Ethics are for rich people. Morality is for everyone. What this kid did may have violated some of the ethical rules a bunch of privileged people set up to perpetuate and sanitize their own in-grouped society, but Aaron had basically zero participation in that group so its rules must have seemed impossibly distant to him. His actions, however seem to have been both a benefit to him and to his community, vs the other choices he could have made that would benefit him at the expense of his own group. I'd call these actions moral, even if not "ethical".
How different really is this than when Uber or AirBNB thumbs their collective noses at the rules "the man" has set up that seem wrong to them?
Aaron's a hacker, and a hustler, just like us. One of our kind.
Allow me to use the Godwin accelerator to draw it all the way out:
"Ja, Herr Kommissar, I saw Frau ten Boom sneak half a dozen Jews into her attic on Tuesday" is the ethical answer. It is the only answer that satisfied the answer's requirements under the law of that time and place. But ethics had ceased to matter, civilization had already failed. Morality was all that was left.
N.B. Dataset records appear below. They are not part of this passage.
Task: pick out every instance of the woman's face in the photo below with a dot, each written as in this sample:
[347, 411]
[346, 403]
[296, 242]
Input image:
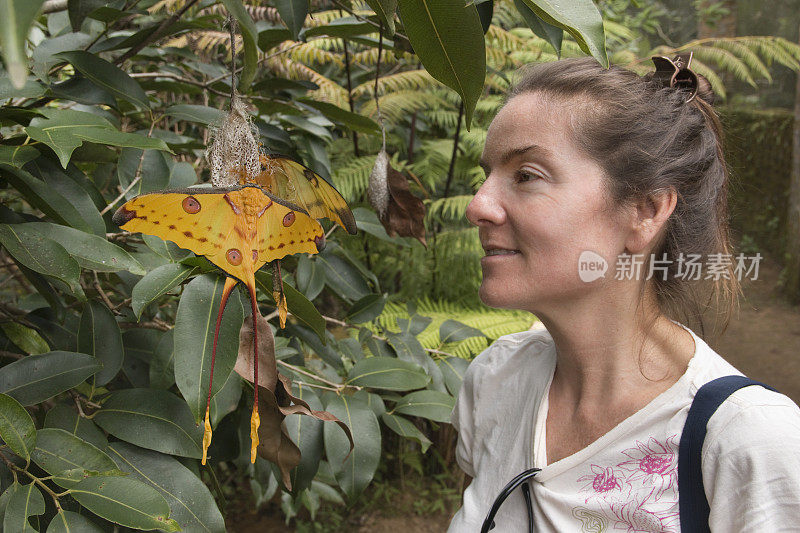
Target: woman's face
[541, 206]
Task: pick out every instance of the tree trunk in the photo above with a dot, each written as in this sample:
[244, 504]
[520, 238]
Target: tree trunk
[793, 219]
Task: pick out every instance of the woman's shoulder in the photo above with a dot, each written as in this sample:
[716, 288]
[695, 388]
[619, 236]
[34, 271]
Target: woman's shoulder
[505, 349]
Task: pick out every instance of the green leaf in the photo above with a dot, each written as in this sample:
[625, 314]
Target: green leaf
[194, 339]
[64, 130]
[72, 522]
[453, 369]
[580, 18]
[552, 34]
[65, 417]
[99, 335]
[343, 277]
[385, 10]
[351, 120]
[195, 113]
[455, 331]
[76, 189]
[306, 433]
[153, 419]
[355, 473]
[431, 404]
[299, 306]
[367, 221]
[36, 378]
[16, 427]
[108, 76]
[125, 501]
[17, 156]
[310, 277]
[247, 29]
[90, 251]
[448, 38]
[156, 283]
[46, 198]
[405, 428]
[40, 254]
[15, 23]
[25, 500]
[293, 14]
[367, 308]
[388, 373]
[28, 340]
[58, 451]
[154, 172]
[162, 372]
[190, 502]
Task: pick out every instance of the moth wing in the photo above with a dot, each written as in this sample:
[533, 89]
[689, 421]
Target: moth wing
[173, 216]
[298, 184]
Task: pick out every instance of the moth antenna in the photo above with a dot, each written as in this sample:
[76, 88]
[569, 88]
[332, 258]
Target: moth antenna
[230, 283]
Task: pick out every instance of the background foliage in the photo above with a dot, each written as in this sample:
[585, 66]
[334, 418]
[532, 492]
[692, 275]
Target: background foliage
[104, 335]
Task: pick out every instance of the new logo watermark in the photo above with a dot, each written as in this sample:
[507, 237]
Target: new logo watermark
[592, 266]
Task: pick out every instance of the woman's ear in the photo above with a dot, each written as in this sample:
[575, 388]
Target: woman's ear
[649, 215]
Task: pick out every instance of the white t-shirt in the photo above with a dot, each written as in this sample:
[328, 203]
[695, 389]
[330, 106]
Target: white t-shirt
[626, 480]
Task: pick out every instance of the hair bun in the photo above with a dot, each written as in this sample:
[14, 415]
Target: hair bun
[704, 90]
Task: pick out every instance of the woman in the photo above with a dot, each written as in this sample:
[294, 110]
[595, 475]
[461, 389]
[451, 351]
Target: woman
[594, 166]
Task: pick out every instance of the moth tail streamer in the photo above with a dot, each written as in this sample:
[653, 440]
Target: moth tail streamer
[277, 292]
[255, 419]
[230, 283]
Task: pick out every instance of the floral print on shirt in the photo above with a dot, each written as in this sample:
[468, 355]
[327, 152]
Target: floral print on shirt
[637, 495]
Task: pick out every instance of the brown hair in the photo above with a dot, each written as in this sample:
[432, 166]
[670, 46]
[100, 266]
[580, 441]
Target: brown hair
[647, 139]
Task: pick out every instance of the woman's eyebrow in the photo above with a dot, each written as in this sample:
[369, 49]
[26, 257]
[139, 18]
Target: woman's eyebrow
[540, 151]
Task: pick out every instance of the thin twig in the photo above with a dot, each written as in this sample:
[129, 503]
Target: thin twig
[102, 293]
[133, 182]
[155, 34]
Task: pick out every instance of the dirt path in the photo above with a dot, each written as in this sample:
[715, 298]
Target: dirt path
[763, 341]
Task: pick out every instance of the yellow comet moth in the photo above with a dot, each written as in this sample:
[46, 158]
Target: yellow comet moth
[239, 229]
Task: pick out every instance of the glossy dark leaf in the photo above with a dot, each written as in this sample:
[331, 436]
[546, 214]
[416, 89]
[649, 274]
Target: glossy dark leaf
[125, 501]
[448, 38]
[36, 378]
[24, 501]
[39, 253]
[16, 427]
[405, 428]
[388, 373]
[156, 283]
[99, 335]
[108, 76]
[153, 419]
[367, 308]
[430, 404]
[355, 473]
[65, 417]
[191, 504]
[58, 451]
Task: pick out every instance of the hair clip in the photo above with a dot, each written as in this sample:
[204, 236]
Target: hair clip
[676, 73]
There's a continuum, and being poor, black, and living in Compton in 2003 pushes the puck down the line a little towards uncivilized, into the space where morality starts to hold as much or more sway than ethics. We're just arguing about the amount.
I sincerely hope that your pronouncements regarding the ethics of those less fortunate are met in vigor with your efforts to right their systematic disenfranchisement.
For example, my personal opinion is that it is unethical to directly support companies working to put the Internet genie back in the bottle, especially for mere convenience.
In this case, the guy violated copyright law, one of the laws people tend to not agree with, so he is popular.
There is some optimal set of ethics which, if consistently followed, will lead to an optimal set of outcomes. We're not clever enough to figure them out, though, and so people will quite happily come up with their own, inevitably self-serving ethical systems in which "the things I want to do are right, the things you want to do are wrong".
Getting everyone to behave perfectly ethically is impossible, but telling everyone that their own self-serving ethical systems are perfectly valid is one of the worst things you can do.